少年少女はマイクの設定が切り替わったことに気づかず、世間話を続ける。
「リコリスさんみたいな野心家な大人ほど、セイフティで逃げ腰な表現をするなあ。もっと直接的な表現のほうが、私は好みなんだけどな」
駄々をこねるようなデイジーの声が、リコリスの演説を抑え会場に爆音で響く。熱心にリコリスの言葉に耳を傾けていた会場がざわつき始める。各々の遊びや会話に熱中している控室の若者たちは、そのことにまだ気づかない。
眉を寄せたリコリスが、自身が身に着ける腕時計で控室の音声を制御しようと操作する。その瞬間、百日紅の嘲るような大きな声が、追撃のように会場に響いた。
「”若者たちが地表同盟への就職を希望するのは、華やかで高収入で、おだてられて褒められて、モテる仕事だからだ。高尚な目的意識からじゃない”とか表現するの? 地表同盟がバカの集まりだってばれちゃうよ」
反抗期真っ盛りの十代半ばの百日紅が、綺麗ごとを並べる上司の演説を、過剰にあげつらい鼻で笑う。
「あはは。サル、言い過ぎー」調子に乗ったデイジーが、煽るように笑い声をあげた。
「テッサラに住んでいれば、赤ん坊でも知ってる共通認識だよ。公然の秘密だから、みんなわざわざ口にださないだけ」
「まあ、ここ数十年の地表同盟は、保身と平和ボケな雰囲気が漂ってるよね」デイジーは神妙な表情でうなずき、デコレーションされた鏡を触って暇を潰す。
百日紅は会話に興じつつ、私物の古びた布バックを手に取り、画用紙とガラスペンを取り出した。ガラスペンのすり減った筆先にブルーのインクをつけ、抽象画を描きながら吐き捨てる。
「さっさと必須事項を説明すればいいのに。受験者が知りたいのは、受験日程と労働時間と初任給だけ。それだけ開示すれば、こんなイベント3分で終わる」
「3分で終わるなら、それこそオンラインの説明会でいいかも。さっさと帰って、甘いものでも食べたいなあ。
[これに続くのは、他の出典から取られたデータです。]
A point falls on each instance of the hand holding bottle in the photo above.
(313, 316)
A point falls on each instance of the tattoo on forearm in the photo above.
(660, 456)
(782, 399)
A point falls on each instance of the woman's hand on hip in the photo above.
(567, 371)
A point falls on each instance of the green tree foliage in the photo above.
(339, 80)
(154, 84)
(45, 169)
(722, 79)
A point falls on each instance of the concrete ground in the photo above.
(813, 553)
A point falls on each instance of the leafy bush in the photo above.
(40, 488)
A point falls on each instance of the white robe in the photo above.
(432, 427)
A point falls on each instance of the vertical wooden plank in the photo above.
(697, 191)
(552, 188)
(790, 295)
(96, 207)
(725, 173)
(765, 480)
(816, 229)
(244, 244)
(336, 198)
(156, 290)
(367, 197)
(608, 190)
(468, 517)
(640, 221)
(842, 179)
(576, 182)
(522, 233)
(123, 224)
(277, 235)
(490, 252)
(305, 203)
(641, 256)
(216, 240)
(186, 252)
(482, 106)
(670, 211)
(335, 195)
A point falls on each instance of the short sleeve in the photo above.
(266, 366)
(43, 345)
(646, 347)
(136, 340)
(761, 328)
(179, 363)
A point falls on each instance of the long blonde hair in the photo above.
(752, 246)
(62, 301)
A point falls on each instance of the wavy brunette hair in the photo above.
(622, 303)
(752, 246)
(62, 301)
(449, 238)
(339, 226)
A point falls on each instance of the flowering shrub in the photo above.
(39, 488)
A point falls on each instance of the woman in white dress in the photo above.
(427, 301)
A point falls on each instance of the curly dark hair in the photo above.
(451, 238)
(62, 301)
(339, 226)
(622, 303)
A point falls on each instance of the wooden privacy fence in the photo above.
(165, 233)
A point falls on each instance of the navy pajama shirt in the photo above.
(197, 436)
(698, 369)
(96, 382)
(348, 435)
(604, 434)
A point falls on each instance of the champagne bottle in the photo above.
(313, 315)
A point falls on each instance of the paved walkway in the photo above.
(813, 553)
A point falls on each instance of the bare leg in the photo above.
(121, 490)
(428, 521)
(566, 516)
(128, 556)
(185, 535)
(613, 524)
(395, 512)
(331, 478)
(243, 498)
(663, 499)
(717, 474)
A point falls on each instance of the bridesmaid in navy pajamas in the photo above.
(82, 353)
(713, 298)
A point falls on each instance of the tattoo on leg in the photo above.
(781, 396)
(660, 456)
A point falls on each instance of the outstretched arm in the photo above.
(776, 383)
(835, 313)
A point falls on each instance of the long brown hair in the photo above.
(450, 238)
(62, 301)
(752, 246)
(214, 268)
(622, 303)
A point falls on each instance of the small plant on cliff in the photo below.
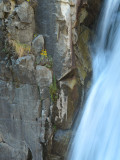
(50, 62)
(54, 90)
(20, 48)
リコリスさんのおごりで、勝手に何か買うのもアリ・・・」
百日紅の言葉にあっけらかんと笑っていたデイジーが、ようやく映像の中の異変に気付く。客席の若者は驚きと好奇心に沸き、映像の中の気難しい上司・リコリスが、片手で目を覆い、深いため息をついている。
「あ、やばい。やばい。やばい」
自分たちの失態に気づいたデイジーは青ざめ、百日紅は頭を抱えて突っ伏す。控室にいるその他の若者たちは、非難と失望に満ちた視線を2人に向け、顔をしかめたり、がっくりと肩を落としたりしている。
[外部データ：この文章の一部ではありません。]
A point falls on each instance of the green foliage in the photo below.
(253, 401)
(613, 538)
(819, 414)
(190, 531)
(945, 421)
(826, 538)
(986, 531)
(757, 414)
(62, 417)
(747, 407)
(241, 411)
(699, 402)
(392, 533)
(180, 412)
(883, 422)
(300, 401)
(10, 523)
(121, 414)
「ほんとに左遷されるかも」百日紅が乾いた笑いとともに呟く。
「サル、ごめーん。今度いいことしてあげるから、とりあえず許して」
「いいこと?」百日紅がうなだれながら、気を紛らわすように小さな声をひねり出す。
「うん、なんでもしてあげるよ」
デイジーはしくしくと泣き真似をしながら、だらりとソファーに倒れ込んだ。